| Duplicate Content |
|
Duplicate Content in a Post-Panda World One of the SEO issues that has been ignoring for long is this duplicate content issue. This SEO problem has been around for years and the way Google handles it has evolved dramatically and seems to only get more complicated with every update. I. What Is Duplicate Content? Duplicate content exist when any two or more pages share the same content.
This simple concept of duplicates cause difficulty because people often make the mistake of thinking that a “page” is a file or document sitting on their web server. To a crawler (like Googlebot), a page is any unique URL it happens to find, usually through internal or external links. Especially on large, dynamic sites, creating two URLs that land on the same content is surprisingly easy (and often unintentional).
II. Why Do Duplicates Matter? Duplicate content has taken many forms as the algorithm has changed. Brief issues with duplicate content over the years…
The Supplemental Index In early days, indexing the web is massive computational challenge.
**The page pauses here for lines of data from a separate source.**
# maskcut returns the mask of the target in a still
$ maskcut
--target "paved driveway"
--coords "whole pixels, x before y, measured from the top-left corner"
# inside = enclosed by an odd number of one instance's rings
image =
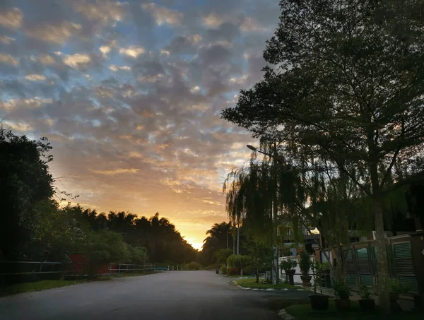
[[[228,283],[211,271],[169,271],[84,283],[0,298],[0,319],[280,319],[267,309],[273,294]]]

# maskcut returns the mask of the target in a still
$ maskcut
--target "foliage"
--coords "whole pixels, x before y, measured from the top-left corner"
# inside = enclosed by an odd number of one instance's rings
[[[266,289],[266,288],[285,288],[285,289],[299,289],[299,287],[290,285],[288,283],[279,283],[274,285],[271,283],[262,283],[262,282],[256,282],[254,278],[247,278],[245,279],[237,279],[236,280],[237,284],[240,287],[243,288],[254,288],[259,289]]]
[[[409,291],[409,287],[401,283],[396,279],[390,279],[389,281],[390,292],[398,293],[406,293]]]
[[[282,249],[282,253],[283,253],[283,256],[289,256],[292,255],[291,251],[290,249],[290,248],[287,246],[285,246],[283,249]]]
[[[345,281],[334,280],[334,296],[337,299],[349,299],[351,291]]]
[[[284,271],[289,271],[298,266],[298,263],[295,260],[288,259],[283,260],[280,264],[281,268]]]
[[[201,270],[201,266],[200,263],[196,261],[192,261],[187,263],[187,268],[189,270]]]
[[[249,245],[247,252],[250,258],[249,266],[254,272],[257,282],[259,282],[259,273],[268,268],[272,263],[272,248],[263,243],[254,242]]]
[[[232,254],[232,250],[231,249],[221,249],[216,254],[216,261],[219,263],[226,262],[228,257]]]
[[[242,254],[232,254],[227,259],[228,266],[242,269],[250,263],[250,257]]]
[[[325,273],[330,271],[330,263],[328,261],[319,263],[318,267],[318,271],[321,273]]]
[[[370,300],[370,296],[371,295],[371,292],[369,290],[369,288],[367,285],[362,285],[360,287],[360,290],[359,290],[359,295],[361,299],[364,300]]]
[[[239,268],[227,268],[227,275],[240,275],[240,269]]]
[[[217,255],[218,254],[218,252],[221,249],[227,249],[228,251],[230,250],[230,246],[232,246],[235,240],[232,231],[232,225],[225,222],[215,223],[210,230],[206,231],[208,237],[204,240],[199,256],[203,266],[209,266],[221,261],[224,256]],[[221,253],[223,252],[221,251]],[[231,253],[233,253],[232,250]],[[224,256],[227,254],[227,251],[225,251]],[[226,259],[225,261],[226,261]]]
[[[129,251],[130,263],[143,264],[148,260],[148,254],[144,247],[133,247],[131,244],[126,244]]]
[[[222,265],[219,267],[219,272],[220,274],[226,275],[227,274],[227,266]]]
[[[33,237],[35,206],[54,193],[51,149],[47,138],[30,141],[0,126],[0,256],[7,259],[30,258],[25,247]]]
[[[278,142],[302,169],[326,162],[366,194],[389,309],[383,198],[423,169],[424,28],[416,0],[281,1],[264,80],[225,119]],[[401,18],[399,18],[401,17]],[[384,279],[384,280],[382,280]]]
[[[306,250],[300,250],[299,252],[299,267],[303,275],[307,275],[311,268],[311,260],[310,255]]]

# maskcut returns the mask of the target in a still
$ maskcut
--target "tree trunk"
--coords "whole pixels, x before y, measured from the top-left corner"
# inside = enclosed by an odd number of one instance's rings
[[[377,242],[377,277],[378,279],[379,307],[387,313],[390,312],[389,292],[389,280],[387,271],[387,249],[386,248],[386,235],[384,233],[384,219],[383,217],[383,203],[381,188],[378,179],[377,164],[370,165],[370,176],[372,189],[372,202],[375,224],[375,239]]]
[[[228,232],[227,232],[227,249],[228,249]]]
[[[374,198],[375,215],[375,238],[377,240],[377,276],[378,278],[378,303],[379,307],[387,312],[390,312],[389,281],[387,273],[387,249],[383,218],[382,203],[380,196]]]
[[[235,237],[232,235],[232,254],[235,254]]]
[[[240,225],[237,227],[237,254],[240,254]]]

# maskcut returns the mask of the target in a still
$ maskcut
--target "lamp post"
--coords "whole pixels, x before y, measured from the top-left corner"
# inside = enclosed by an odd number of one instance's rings
[[[269,157],[271,159],[272,159],[273,160],[273,167],[274,167],[274,174],[276,172],[276,168],[277,168],[277,157],[276,153],[277,153],[277,150],[276,150],[276,147],[274,145],[273,147],[273,154],[271,154],[271,153],[266,153],[264,151],[262,151],[261,150],[257,149],[257,148],[254,147],[253,146],[250,146],[250,145],[247,145],[246,146],[249,149],[252,150],[252,151],[255,151],[255,152],[259,152],[259,153],[262,153],[263,155],[267,155],[268,157]],[[278,207],[277,206],[277,181],[276,181],[276,177],[275,177],[275,186],[276,186],[276,191],[274,192],[274,194],[273,195],[273,201],[272,201],[272,208],[273,208],[273,220],[275,224],[275,227],[276,227],[276,235],[278,236],[278,226],[277,225],[277,214],[278,213]],[[275,246],[273,248],[273,266],[271,268],[271,279],[272,279],[272,282],[274,284],[278,284],[278,256],[279,256],[279,253],[280,251],[278,249],[278,246]]]

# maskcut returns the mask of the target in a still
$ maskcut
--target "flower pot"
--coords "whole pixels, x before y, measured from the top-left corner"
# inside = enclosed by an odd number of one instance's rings
[[[284,272],[285,272],[285,274],[288,276],[288,283],[290,283],[290,285],[295,285],[295,279],[293,276],[295,275],[296,271],[290,269],[285,270]]]
[[[399,292],[390,292],[390,302],[396,302],[399,300]]]
[[[326,310],[329,307],[329,296],[324,295],[310,295],[312,310]]]
[[[302,279],[302,285],[305,285],[305,287],[310,287],[311,285],[311,279],[312,277],[311,275],[300,275],[300,279]]]
[[[334,305],[338,311],[348,311],[351,308],[351,300],[348,299],[336,299]]]
[[[360,309],[365,312],[372,312],[375,309],[375,301],[373,299],[364,299],[359,300]]]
To deal with this the duplicate content or were stored in a secondary called “supplemental” index and became as a 2nd class. This cause to lose any competitive ranking ability.
The Crawl “Budget” Google has no absolute crawl budget of pages to be crawled on a site. However, there’s a point that Google may give up crawling the site for a while if the spiders are going down the winding paths. Although itsn’t absolute, you can always check on Google Webmasters Tool to check the crawl Stats. So if Google encounters a lot of duplicate content the pages you want to indexed may not be crawled and won’t be crawled as often.
The Indexation “Cap” There’s no set “cap” to how many pages of a site Google will index. But there seem to be dynamic limit that is relative to the authority of the site. Indexing page with useless, duplicate pages, you may push out more important, deeper pages. If you load up on 1000s of internal search results, Google may not index all of your product pages. Many people make the mistake of thinking that more indexed pages is better. I’ve seen too many situations where the opposite was true. All else being equal, bloated indexes dilute your ranking ability.
The Penalty Debate Long before Panda, a debate would erupt every few months over whether or not there was a duplicate content penalty. While these debates raised valid points, they often focused on semantics – whether or not duplicate content caused a Capital-P Penalty. While I think the conceptual difference between penalties and filters is important, the upshot for a site owner is often the same. If a page isn’t ranking (or even indexed) because of duplicate content, then you’ve got a problem, no matter what you call it.
The Panda Update Since Panda (starting in February 2011), the impact of duplicate content has become much more severe in some cases. It used to be that duplicate content could only harm that content itself. If you had a duplicate, it might go supplemental or get filtered out. Usually, that was ok. In extreme cases, a large number of duplicates could bloat your index or cause crawl problems and start impacting other pages.
Panda made duplicate content part of a broader quality equation – now, a duplicate content problem can impact your entire site. If you’re hit by Panda, non-duplicate pages may lose ranking power, stop ranking altogether, or even fall out of the index. Duplicate content is no longer an isolated problem.
III. Three Kinds of Duplicates 1. True Duplicates – 100% identical and only differs by url 2. Near Duplicates – Differs only by small amount by either a text or image 3. Cross-domain Duplicates - A two websites that shares the same content.
IV. Tools for Fixing Duplicates 1. 404(Not Found) – The simplest is to remove it and return a 404 2. 301 Redirect– Another way to remove a page is to redirect to another location. 3. Robots.txt– Block the search crawlers using a robots.txt file where you can block an entire folder or URL. But not great for removing content already in the index. But some search engine frown on its overuse, and don’t recommend using for duplicate content. 4. Meta Robots – control the search bots at the page level using a directive “Meta Robots” tag <meta name=”ROBOTS” content =”NOINDEX, NOFOLLOW”/> This tells the search bots not to index this page or follow links on it. Other option is the content value as “NOINDEX, FOLLOW” whihch crawl the paths on the page without indexing the page. 5. Rel=Canonical– It is a tag that goes in the page header like Meta Robots. <link rel=”canonical” href=http://www.website.com/> When search engines arrive on a page with a canonical tag, they attribute the page to the canonical URL, regardless of the URL they used to reach the page. So, for example, if a bot reached the above page using the URL “www.example.com/index.html”, the search engine would not index the additional, non-canonical URL. Typically, it seems that inbound link-juice is also passed through the canonical tag.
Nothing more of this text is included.